Saturday, May 23, 2020

Guilty of One, Guilty Of All - James 2:10

   
 For whoever keeps the whole law and yet stumbles at just one point is guilty of breaking all of it.- James 2:10

    Probably the most oft-repeated objection to believing in God that I hear is the opinion that He is a deliberately cruel and harsh God if He insists that His definition of sin must be ours. Notice that the objection isn’t based on the supremacy of God’s moral position. You understand, after all, that He is God and we’re not? It is based upon our personal choices and attitudes toward what should or should not be a sin. We have decided against traditional Christian moral values in favor of our desires and predilections and chosen things long considered to be sinful, to be the new paradigm of right behavior. “Woe to those who call evil good and good evil, who put darkness for light and light for darkness, who put bitter for sweet and sweet for bitter.” - Isaiah 5:20.
    As we can see, this practice isn’t anything new. We’ve been doing this since time began. Those who adhere to this convoluted sense of ethics seldom refer to it as ‘morality’. I believe the reason they avoid the word is that they inherently know the things they think, say, and do are not moral by any stretch. So their immediate counter in nearly every confrontation is that no one has the right to tell them what is right and what is wrong. You’ve heard it yourself: “What’s right for you may not be what’s right for me.” The attitude has long been the subject of judgment calls. “In those days Israel had no king; everyone did as they saw fit.- Judges 21:25. You can see how this could quickly lead to ill-advised thinking and behavior. Shame has forever been as crucial a warning sign in our lives as has been pain. They are both words describing a feeling that something is wrong. Shame comes from an emotionally sick and damaged heart; pain comes from a physically sick or damaged body. Both should be heeded to prevent further harm.
    “It’s not that we shouldn’t have a somewhat stable standard for moral behavior,” they say; “but it must be a ‘floating standard,’ rather than one that is rigidly defined and maintained. It must be a standard that can ‘evolve’ with circumstances.” That is not God’s plan. “You are to have the same law for the foreigner and the native-born.
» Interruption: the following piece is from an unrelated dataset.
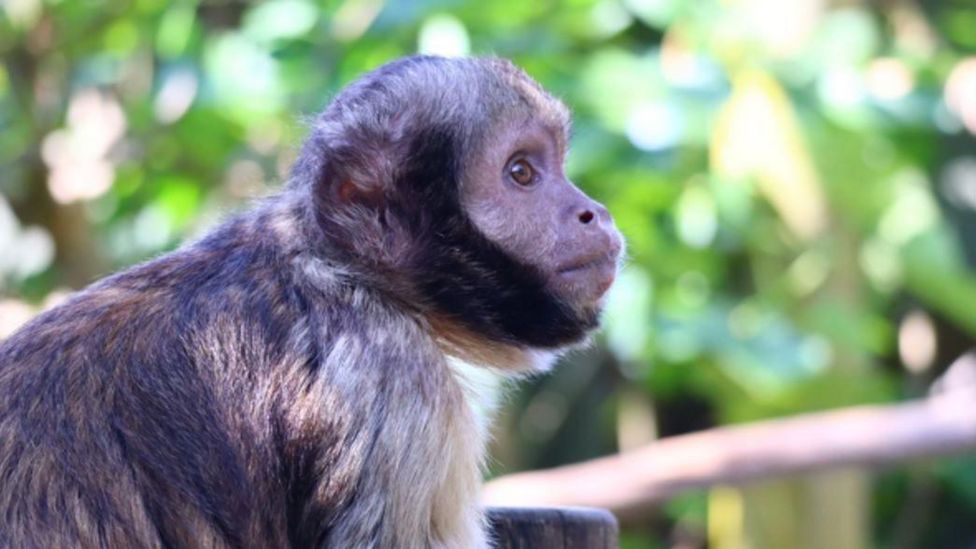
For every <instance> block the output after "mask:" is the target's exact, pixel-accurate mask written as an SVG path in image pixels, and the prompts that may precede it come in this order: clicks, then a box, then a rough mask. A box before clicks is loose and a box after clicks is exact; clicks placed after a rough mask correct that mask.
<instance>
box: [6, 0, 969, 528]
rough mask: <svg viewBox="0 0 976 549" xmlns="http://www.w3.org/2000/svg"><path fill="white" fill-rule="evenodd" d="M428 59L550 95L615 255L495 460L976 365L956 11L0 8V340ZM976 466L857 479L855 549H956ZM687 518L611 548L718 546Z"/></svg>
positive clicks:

I am the Lord your God.’” - Leviticus 24:22. While this particular passage was directed more toward unequally apportioned justice, it serves well to show the law should be recognized the same way by everyone. What is right for me IS right for you; the inverse is true as well.
    How many times have we heard the adage - “If it’s right, it’s right even if no one does it and if it’s wrong, it’s wrong even if everyone does it.” We just can’t have conflicting ideas about right and wrong when we have a clear-cut and long time set of moral values that are so easily identifiable. Even if your sin has become the “in-sin” for the times and the culture, it is still sin! Popular culture is the last thing we want to rely upon to represent the moral compass of our lives! By God’s standard, if it wasn’t acceptable behavior yesterday, it isn’t acceptable behavior today, and it will not be acceptable behavior tomorrow. God’s laws are as unchanging as He is - “The grass withers, the flower fades, but the word of our God will stand forever. - Isaiah 40:8.
    When a rare occasion takes place and the idea of a defined standard for behavior is recognized, the excuse for sinning then is deftly deflected as an acceptable gaffe. “It was only once. It’s my only weakness. After all, I behave in every other way.” It the tired old excuse - “Basically, I’m a pretty good person.” But as the title passage states - even if we keep all the laws except for one, we are still guilty of breaking the law. Our sin is still with us and we are without excuse. This is why it is essential that we understand our thoughts, words, and works can never help us gain salvation. All they have the power to do is further emphasize our guilt as sinners. And suggesting that God is somehow the villain in all this is not only sinful in its self but slavishly evil. Mankind’s evil is the antithesis of God’s holiness. And we dare to opine that we can determine for ourselves what is sin and what is not?
    The only way to maintain such an erroneous belief is to deny the sovereignty of God, His Word, and His very being. This is the very essence of the “unforgivable sin,” the calloused and shameless failure to repent of our sins. Rest assured; this is not the position we want to be in on Judgment Day. “For we must all appear before the judgment seat of Christ, so that each one may receive what is due for what he has done in the body, whether good or evil.- 2 Corinthians 5:10. What each of us believes will be what each of us receives.